Physician specialist Dr Ismael Katjitae believes the highly contagious Delta coronavirus variant is likely responsible for the resurgence of Covid-19 cases and rising deaths in the country.
Namibia will only know on Friday whether the prevailing third wave is attributed to the Delta variant, which has been detected in over 85 countries worldwide, including neighbouring South Africa.
The University of Namibia is currently processing the genomic sequencing analysis to determine if the variant is present in the country. However, Katjitae reckons the sharply rising cases have all the hallmarks of a Delta variant.
“So far, we have not recorded or documented any Delta variant. But clearly, the way this pandemic is behaving, it has all the signs of a Delta variant. It is most probably causing this rapid wave of new infections. During the first wave, we used to
record 315 cases a day, but now we are talking about 1 800 cases a day,” said Katjitae, who was responding to media enquiries at State House yesterday. The Delta variant, which was first identified in India, has spread exponentially across the world and is particularly surging across Africa.
The continent has administered the least vaccines, compared to developed countries that have millions of fully vaccinated populations.
Namibia, which has less than 30 000 people who are fully vaccinated against Covid-19, is battling a rapid rise of new infections, which has chocked both private and public hospitals. The runaway infection rate, numerous deaths and the search for a miracle against the third wave of Covid-19 have turned demand for
Ivermectin into a gold mine for black market peddlers of the parasitic medicine. Katjitae yesterday also warned against the use of Ivermectin in the treatment of Covid-19 because there is no evidence supporting its use.

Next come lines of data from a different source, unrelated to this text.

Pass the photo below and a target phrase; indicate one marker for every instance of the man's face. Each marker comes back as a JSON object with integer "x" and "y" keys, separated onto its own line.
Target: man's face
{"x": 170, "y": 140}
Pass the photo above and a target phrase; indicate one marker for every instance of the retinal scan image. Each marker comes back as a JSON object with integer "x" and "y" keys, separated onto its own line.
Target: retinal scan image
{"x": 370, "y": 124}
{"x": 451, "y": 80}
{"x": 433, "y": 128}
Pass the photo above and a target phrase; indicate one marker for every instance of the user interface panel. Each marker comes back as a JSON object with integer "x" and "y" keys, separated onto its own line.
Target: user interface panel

“We do see patients who have taken Ivermectin and end up severely hospitalised and some have lost their lives. We should be very cautious about this. One should take that with caution, especially when it is not an internationally recognised remedy.

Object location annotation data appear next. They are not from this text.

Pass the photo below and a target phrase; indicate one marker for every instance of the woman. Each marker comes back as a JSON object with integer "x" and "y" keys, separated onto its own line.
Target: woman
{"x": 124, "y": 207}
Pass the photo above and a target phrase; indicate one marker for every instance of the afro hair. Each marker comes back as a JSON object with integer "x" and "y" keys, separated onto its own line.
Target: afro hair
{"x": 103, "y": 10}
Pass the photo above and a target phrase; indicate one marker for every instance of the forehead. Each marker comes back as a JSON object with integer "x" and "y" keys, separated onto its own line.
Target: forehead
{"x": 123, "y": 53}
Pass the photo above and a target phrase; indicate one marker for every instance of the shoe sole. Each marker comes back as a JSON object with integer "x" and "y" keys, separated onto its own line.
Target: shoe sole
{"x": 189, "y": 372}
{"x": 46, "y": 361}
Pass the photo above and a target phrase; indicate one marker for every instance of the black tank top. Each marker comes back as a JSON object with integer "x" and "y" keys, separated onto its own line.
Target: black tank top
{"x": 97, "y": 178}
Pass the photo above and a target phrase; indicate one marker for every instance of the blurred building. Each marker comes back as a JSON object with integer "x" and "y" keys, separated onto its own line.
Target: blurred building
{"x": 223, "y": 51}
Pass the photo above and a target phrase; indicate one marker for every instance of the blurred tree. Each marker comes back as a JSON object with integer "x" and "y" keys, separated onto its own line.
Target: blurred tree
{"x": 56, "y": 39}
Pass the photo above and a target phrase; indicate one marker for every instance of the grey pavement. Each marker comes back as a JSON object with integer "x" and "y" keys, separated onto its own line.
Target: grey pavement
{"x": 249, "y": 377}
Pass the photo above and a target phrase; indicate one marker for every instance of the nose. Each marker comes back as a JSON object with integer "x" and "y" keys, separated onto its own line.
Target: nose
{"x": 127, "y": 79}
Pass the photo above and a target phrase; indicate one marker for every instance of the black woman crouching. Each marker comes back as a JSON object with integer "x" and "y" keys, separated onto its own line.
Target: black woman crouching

If it was so fantastic, the whole media would be talking about it,” Katjitae said. Emergency medicine specialist Dr Kaveto Sikuvi also warned against the use of Ivermectin.

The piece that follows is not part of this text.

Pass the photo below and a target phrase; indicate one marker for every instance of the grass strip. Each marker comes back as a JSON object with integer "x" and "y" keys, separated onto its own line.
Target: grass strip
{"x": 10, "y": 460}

“There is no evidence that Ivermectin has any impact in terms of treating Covid-19. That notion of not allowing Ivermectin not to be used in the treatment of Covid-19 is actually based on evidence that does not support its use,” said Sikuvi, who also heads the Covid-19 case management task force.
The drug, believed to be effective against Covid-19, has forced desperate Namibians to fork out as much as N$1 500 to get their hands on Ivermectin.
Tablets are being sold for as much as N$1 500 for 20 tablets on the informal market, while pharmacists all over the country are charging about N$20 per tablet or N$195 for 10 tablets.
Ivermectin for animals in liquid form, according to Agra, costs about N$90; however, Namibians have been paying as much as N$800 for 50 millilitres on the black market.
A group of 30 doctors in Namibia earlier also appealed to the health ministry and the Namibia Medicines Regulatory Council (NMRC) to approve ivermectin as a Covid-19 therapy.
Meanwhile, the Namibia Medicines Regulatory Council recently said there is no data to support the use of Ivermectin to
The registrar of medicines, Johannes Gaseb, said the council consulted independent experts in relevant fields – both locally and internationally, adding that available studies are insufficient, used differing dosing regimens and included various concomitant medications.
Drugmaker Merck & Co Inc, who manufactures Ivermectin, in February, said its analysis of available data does not support the safety and efficacy of its anti-parasite drug for the treatment of Covid-19.